Sachs actually speaks of a ‘marble stairway’. But she also speaks of fish-fossils turned to stone, which is much more apparent in certain sorts of limestone. In translating this, I had especially in mind the old floor of Manchester Cathedral, when I first worked there, some of the stones of which were crammed with fossil crinoids which had been alive at some point well over 300 million years ago; finger-like creatures – a ‘host of ghostly fingers’, indeed!

Und wundertätig

‘That which brooded once’: see Genesis 1: 2, ‘The earth was a vast waste, darkness covered the deep, and the spirit of God hovered over the surface of the water’. Here we have the ‘anarchy’ of before-Creation.

   ‘The cast-off cornerstone’: see Psalm 118:22, ‘The stone which the builders rejected has become the main corner-stone’. This verse, enigmatic in its original context, was much used by the early Church as a proof-text, the ‘stone’ being identified with Christ, rejected by the rulers of his people. (See Matthew 21: 42—43, Mark 12: 10—12; Luke 20: 17—19; Acts 4: 11; and 1 Peter 2: 6—7, also citing Isaiah 28: 16.) For Sachs, on the other hand, the ‘casting-off’ of the ‘stone’ becomes a more general symbol of human fallen-ness, alienation from God.

Scene from the play ‘Nachtwache’ (Nightwatch)

The play in question, a lyric-archetypal tale of betrayal, was largely completed already in 1952; but these lines date from 1960—61.


 This describes one of Sachs’s fellow-patients in Beckomberga.

Eine Negerin lugt

Here we have little study in ambivalence. To begin with: the ‘promise of eternity’ immediately provokes a sequence of nightmare-images. In the original, the element of hope is expressed in the image of bright eyes peeping ‘out of death’s crystal’ – ‘crystal’ being an image consistently associated with hope in Sachs’ work. The poem begins with peeping eyes; it ends with eyes seeking to hide. This hiding appears to be a paradoxical shrinking-back from the God-given promise, even where that means clinging to a nightmare. Indeed, the poetic voice not only clings to the nightmare of which it speaks. It further seems to identify its own terrified self with the elements that give rise to the terror in that nightmare: the dog, the ghost, the blazing earth.

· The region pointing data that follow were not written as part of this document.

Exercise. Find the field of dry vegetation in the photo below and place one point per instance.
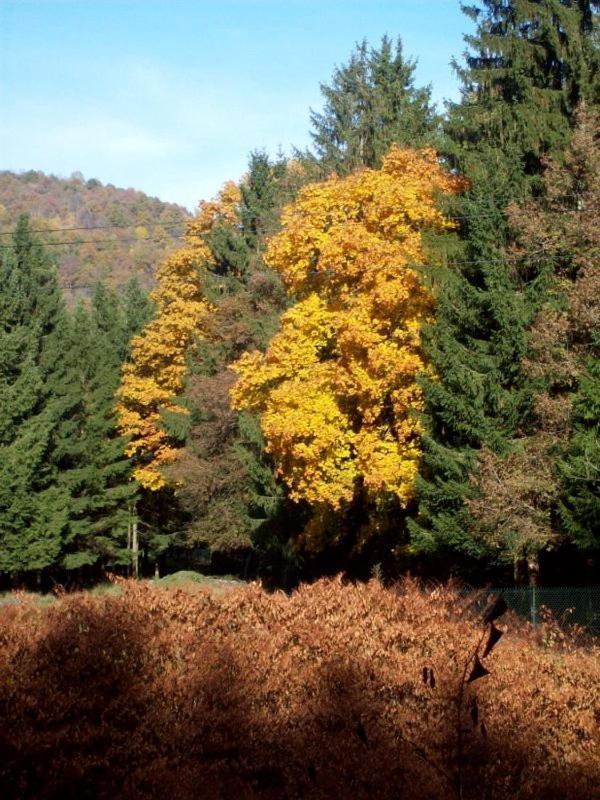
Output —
(157, 693)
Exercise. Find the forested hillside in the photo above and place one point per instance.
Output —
(378, 355)
(98, 232)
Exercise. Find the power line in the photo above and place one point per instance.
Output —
(74, 242)
(179, 224)
(102, 227)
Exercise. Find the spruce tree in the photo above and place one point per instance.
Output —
(94, 469)
(226, 481)
(34, 508)
(523, 76)
(372, 102)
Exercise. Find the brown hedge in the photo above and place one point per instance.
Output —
(167, 694)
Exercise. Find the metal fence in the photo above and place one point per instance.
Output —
(569, 605)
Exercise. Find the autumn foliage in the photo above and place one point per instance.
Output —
(336, 387)
(320, 694)
(154, 378)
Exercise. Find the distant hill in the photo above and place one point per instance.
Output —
(146, 228)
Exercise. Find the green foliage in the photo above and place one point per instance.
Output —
(371, 103)
(580, 467)
(65, 485)
(525, 70)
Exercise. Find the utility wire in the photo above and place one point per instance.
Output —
(102, 227)
(144, 223)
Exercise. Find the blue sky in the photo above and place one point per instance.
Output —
(170, 96)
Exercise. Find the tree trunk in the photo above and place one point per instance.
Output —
(135, 548)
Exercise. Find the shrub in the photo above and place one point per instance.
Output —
(167, 694)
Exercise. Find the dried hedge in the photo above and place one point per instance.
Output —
(321, 694)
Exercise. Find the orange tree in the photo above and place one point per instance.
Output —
(337, 387)
(154, 378)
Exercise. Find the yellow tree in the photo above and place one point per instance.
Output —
(154, 377)
(337, 386)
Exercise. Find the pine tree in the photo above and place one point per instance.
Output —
(525, 71)
(226, 481)
(34, 509)
(93, 466)
(371, 103)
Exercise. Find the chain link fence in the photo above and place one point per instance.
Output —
(575, 607)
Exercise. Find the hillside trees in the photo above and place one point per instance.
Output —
(226, 482)
(33, 508)
(144, 238)
(66, 486)
(336, 387)
(371, 103)
(548, 485)
(527, 66)
(154, 377)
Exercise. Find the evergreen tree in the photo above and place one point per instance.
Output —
(93, 465)
(138, 310)
(34, 509)
(226, 481)
(371, 103)
(524, 73)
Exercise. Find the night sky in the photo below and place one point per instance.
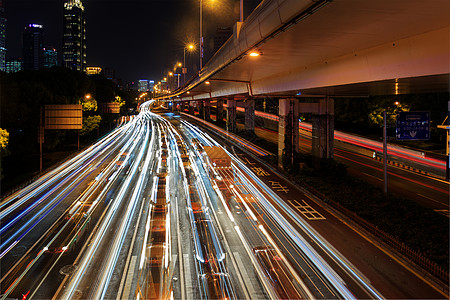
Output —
(140, 39)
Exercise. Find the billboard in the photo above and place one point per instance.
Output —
(413, 125)
(63, 116)
(110, 108)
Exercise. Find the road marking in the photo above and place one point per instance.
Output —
(434, 200)
(444, 212)
(121, 292)
(278, 187)
(306, 210)
(129, 281)
(372, 176)
(260, 171)
(247, 283)
(187, 277)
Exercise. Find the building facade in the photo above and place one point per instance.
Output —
(50, 57)
(13, 64)
(33, 47)
(2, 38)
(74, 36)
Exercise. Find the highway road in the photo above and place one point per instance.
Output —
(430, 191)
(146, 212)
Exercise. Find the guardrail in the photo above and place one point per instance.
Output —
(414, 256)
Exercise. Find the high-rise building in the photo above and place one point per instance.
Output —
(143, 85)
(74, 39)
(50, 57)
(93, 70)
(33, 47)
(2, 38)
(13, 64)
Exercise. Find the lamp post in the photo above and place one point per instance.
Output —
(184, 70)
(201, 36)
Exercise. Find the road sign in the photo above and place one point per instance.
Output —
(413, 125)
(63, 116)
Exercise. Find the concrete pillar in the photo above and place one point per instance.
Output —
(201, 109)
(207, 110)
(287, 130)
(249, 115)
(231, 115)
(219, 114)
(323, 131)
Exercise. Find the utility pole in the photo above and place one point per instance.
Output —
(385, 152)
(447, 148)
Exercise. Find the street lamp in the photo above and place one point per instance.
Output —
(201, 36)
(189, 47)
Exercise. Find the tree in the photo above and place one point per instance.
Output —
(90, 124)
(4, 140)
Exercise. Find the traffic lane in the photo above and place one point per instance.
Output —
(391, 277)
(425, 190)
(57, 200)
(39, 229)
(56, 261)
(258, 240)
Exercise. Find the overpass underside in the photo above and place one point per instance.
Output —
(326, 49)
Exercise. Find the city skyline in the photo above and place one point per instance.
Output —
(139, 39)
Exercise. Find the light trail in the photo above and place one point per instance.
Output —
(416, 156)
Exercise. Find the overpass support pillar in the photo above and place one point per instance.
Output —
(201, 109)
(231, 115)
(287, 131)
(219, 115)
(207, 110)
(323, 131)
(250, 116)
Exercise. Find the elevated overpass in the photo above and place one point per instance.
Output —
(325, 49)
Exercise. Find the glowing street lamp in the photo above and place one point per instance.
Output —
(189, 47)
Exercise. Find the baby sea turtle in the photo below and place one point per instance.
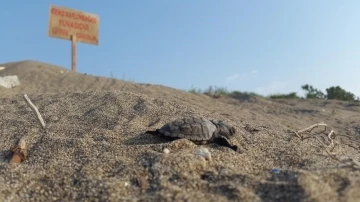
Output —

The dedication is to two recently deceased friends: the Swedish translator Bertil Nydahl (1916—1961), and the German intellectual Joachim Moras (1902—1961).

Überall Jerusalem

The 11th April 1961 was the date on which the trial of Adolf Eichmann, in Jerusalem, began. Sachs, due to her psychological frailty at that time, became very anxious about the trial; and, already before it began, had written a letter to President Ben-Gurion, urging him to annul the death sentence that was clearly going to be passed. She was a patient in Beckomberga psychiatric hospital at the time: hence the image, here, of the crazy prophetess.

   ‘The thirty-six’: the thirty-six just men of traditional Jewish legend, whose existence guarantees the world against divine retributive destruction.

So einsam ist der Mensch

The cock-crow, at one level, recalls Peter’s threefold denial of Christ: Matthew 26: 34—35, 69—75; Mark 14: 29—31, 66—72; Luke 22: 31—34, 54—62; John 18: 15—18, 25—27. But it also evokes the terrible betrayal and mass-murder of the Jewish people of Eastern Europe.